Given the recent crack down on reporters in Arizona, the prior column from the Washington Post below on the grand jury secrecy may be of interest.
August 11, 1993
HEADLINE: Free the Rocky Flats 23
BYLINE: Jonathan Turley
This month the Justice Department’s environmental crimes section is being investigated, both by the department itself and by a House oversight subcommittee, to determine whether the Bush administration allowed corporations and corporate officials to escape punishment for serious environmental crimes. No one is more anxious for the results of the probe than the grand jurors in the case of the Rocky Flats (Colo.) nuclear weapons facility, and with good reason. They’re currently under investigation themselves, by the FBI, for disclosing evidence of an alleged coverup.
It was over a year ago that the Justice Department announced its plea bargain with Rockwell Corp. for crimes committed at Rocky Flats. Rockwell pleaded guilty to criminal violations of the federal hazardous waste law and the Clean Water Act. The criminal conduct included possible exposure of workers and local citizens to radioactive and hazardous waste that was sprayed into open pools and even stored in ventilation vents.
The agreement with Rockwell brought a new meaning to the term “plea bargain.” Rockwell was required to pay $ 18.5 million from a venture that netted the corporation $ 22.4 million in profits. The agreement also permitted Rockwell to file for reimbursement of $ 7.9 million from the public for fees and costs associated with the case. Finally, it protected Rockwell and its employees from any future criminal or civil charges for the company’s activities at Rocky Flats, and it allowed Rockwell to receive future contracts with the government.
The most remarkable aspect of the plea bargain, however, was the one element missing: individual indictments. Although more than 400 violations were found, occurring over a long period of time, not a single Rockwell employee was indicted.
The absence of individual indictments came as little surprise, however, to people familiar with the environmental crimes section. While the Justice Department has long opposed plea bargains with street offenders, it appears to be a firm believer in light rehabilitative sentencing when the defendant’s name ends in an Inc. or a Corp.

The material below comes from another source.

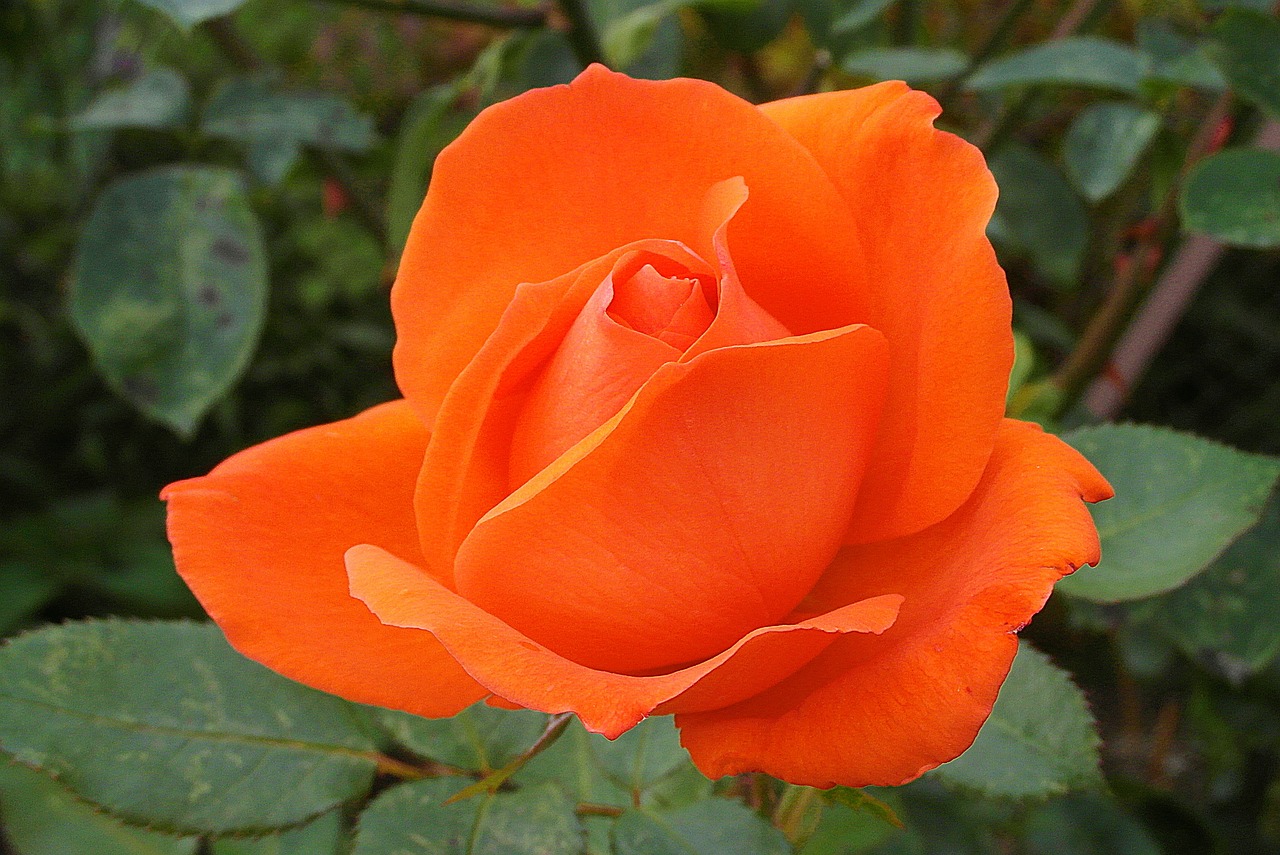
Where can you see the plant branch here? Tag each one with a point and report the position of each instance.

In dozens of environmental cases identified by Congress, the Justice Department has allowed corporate officials to escape individual indictments in exchange for plea bargains and criminal fines. There was a critical difference, however, at Rocky Flats. In most of those previous cases, the Justice Department terminated the cases or cut plea bargains before a grand jury was allowed to see evidence of the crime. In the case of Rocky Flats, 23 grand jury members learned a lot about what happened at the weapons plant. Grand jury members learned not only about the crimes commited at the weapons plant but the possible identity of the individuals who commited them.
On Nov. 20, 1992, the Rocky Flats case took a remarkable turn. The grand jurors went public with a charge that the Justice Department had prevented them from fulfilling their oaths to pursue all wrongdoing regardless of the consequences. After almost three years of detailed testimony on criminal conduct at Rocky Flats, the grand jury wanted to indict individual Rockwell officials and also to consider indictments against the Energy Department.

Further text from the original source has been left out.